Le requérant purge actuellement une peine de dix ans d’emprisonnement au sein de l’établissement pénitentiaire d’Arad (Roumanie) pour escroquerie. Il fait valoir que ses conditions de détention dans cette prison constituent une violation des articles 3 et 8 de la Convention notamment en raison de la présence d’une décharge d’ordures se trouvant à 18 mètres de la prison, résultant en la présence de fortes odeurs pestilentielles et de nuisances olfactives pour les détenus, allégations étayées par plusieurs études environnementales. D’après le requérant, des mouches, des insectes et même des oiseaux volent de l’ancienne décharge jusque dans sa cellule, ce qui représente un risque d’infection, compte tenu aussi du fait que les détenus gardent de la nourriture dans la cellule, laquelle ne dispose pas d’un réfrigérateur.
"La Cour admet qu’en l’espèce rien n’indique qu’il y ait eu véritablement intention d’humilier ou de rabaisser le requérant. Toutefois, l’absence d’un tel but ne saurait exclure un constat de violation de l’article 3. La Cour estime que les conditions de détention en cause, que le requérant a dû supporter pendant plusieurs années, n’ont pas manqué de le soumettre à une épreuve d’une intensité qui excède le niveau inévitable de souffrance inhérent à la détention. Partant, elle considère qu’il y a eu violation de l’article 3 de la Convention."
"Tout en notant que l’état de santé du requérant ne s’est pas dégradé du fait de la proximité de l’ancienne décharge d’ordures, la Cour estime que cet élément ne peut pas mener, à lui seul, à la conclusion de l’inapplicabilité de l’article 8. En effet, elle considère qu’au vu des conclusions des différentes études et de la durée pendant laquelle le requérant a subi les nuisances en cause (7 ans), la qualité de vie et le bien-être de l’intéressé ont été affectés d’une manière qui a nui à sa vie privée et qui n’était pas une simple conséquence du régime privatif de liberté. A cet égard, la Cour relève que le grief du requérant porte sur des aspects qu’elle a déjà examinés au regard de l’article 8, qui dépassent le cadre des conditions de détention proprement dites et qui concernent par ailleurs le seul « espace de vie » (ici, sa cellule) dont l’intéressé dispose depuis plusieurs années. La Cour estime donc que l’article 8 trouve à s’appliquer en l’espèce."

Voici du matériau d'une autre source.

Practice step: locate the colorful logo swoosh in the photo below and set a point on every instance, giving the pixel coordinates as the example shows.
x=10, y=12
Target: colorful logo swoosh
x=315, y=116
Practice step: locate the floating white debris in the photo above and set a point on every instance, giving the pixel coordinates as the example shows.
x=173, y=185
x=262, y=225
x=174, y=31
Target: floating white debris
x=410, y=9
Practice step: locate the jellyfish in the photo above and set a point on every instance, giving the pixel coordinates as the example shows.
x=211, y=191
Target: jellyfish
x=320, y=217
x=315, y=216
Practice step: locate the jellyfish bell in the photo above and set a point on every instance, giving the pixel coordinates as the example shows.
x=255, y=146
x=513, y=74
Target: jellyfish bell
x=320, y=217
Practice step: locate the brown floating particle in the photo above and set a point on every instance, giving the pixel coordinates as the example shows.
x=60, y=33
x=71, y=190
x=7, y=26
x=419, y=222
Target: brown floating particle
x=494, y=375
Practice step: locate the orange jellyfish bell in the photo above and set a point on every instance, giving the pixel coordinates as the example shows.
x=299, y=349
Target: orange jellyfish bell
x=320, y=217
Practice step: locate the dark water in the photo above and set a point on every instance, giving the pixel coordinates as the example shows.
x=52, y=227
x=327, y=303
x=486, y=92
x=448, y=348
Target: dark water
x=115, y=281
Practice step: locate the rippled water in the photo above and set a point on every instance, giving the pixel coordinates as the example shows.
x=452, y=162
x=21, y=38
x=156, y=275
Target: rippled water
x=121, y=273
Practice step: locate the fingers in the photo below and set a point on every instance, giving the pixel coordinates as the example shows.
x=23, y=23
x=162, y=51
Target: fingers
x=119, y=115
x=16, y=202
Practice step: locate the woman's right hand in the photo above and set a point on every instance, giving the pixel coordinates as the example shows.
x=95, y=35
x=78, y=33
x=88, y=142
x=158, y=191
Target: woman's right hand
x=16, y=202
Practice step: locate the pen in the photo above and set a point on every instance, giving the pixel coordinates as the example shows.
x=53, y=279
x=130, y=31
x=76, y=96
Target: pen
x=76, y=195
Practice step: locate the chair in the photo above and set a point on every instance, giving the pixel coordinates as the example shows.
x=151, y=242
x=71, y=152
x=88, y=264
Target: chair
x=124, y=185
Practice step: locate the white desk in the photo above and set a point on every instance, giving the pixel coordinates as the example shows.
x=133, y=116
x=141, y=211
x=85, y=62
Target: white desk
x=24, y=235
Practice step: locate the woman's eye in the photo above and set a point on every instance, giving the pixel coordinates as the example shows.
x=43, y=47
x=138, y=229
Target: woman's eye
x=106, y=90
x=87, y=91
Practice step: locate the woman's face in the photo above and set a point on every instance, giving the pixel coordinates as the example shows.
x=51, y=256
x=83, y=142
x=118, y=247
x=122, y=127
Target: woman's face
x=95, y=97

Dans la mesure où les autorités savaient que le fonctionnement de cette décharge, en activité de 1998 à 2003, posait problème, même après son activité car de nombreuses entreprises mais aussi des particuliers, ont continué à y déverser des déchets mais qu’elles n’ont rien fait pour y remédier, la Cour considère qu’il y a eu violation de l’article 8. La décharge ne respectait en effet pas les règles en vigueur (distance minimale de 1000 mètres prévue entre la décharge et des locaux d’habitation, nécessité d’obtenir des autorisations locales chargées de la protection de l’environnement...). En l’espèce les nombreux rapports d’étude faisaient état de rats et mouches, des valeurs dépassées (taux d’ammoniac notamment) même à basse température (14°), d’un air fortement pollué, et d’une absence de travaux de couverture du site avec de la terre. Les autorités roumaines ne donnant pas d’informations sur l’avancée éventuelle de travaux, il y eut violation de l’article 8.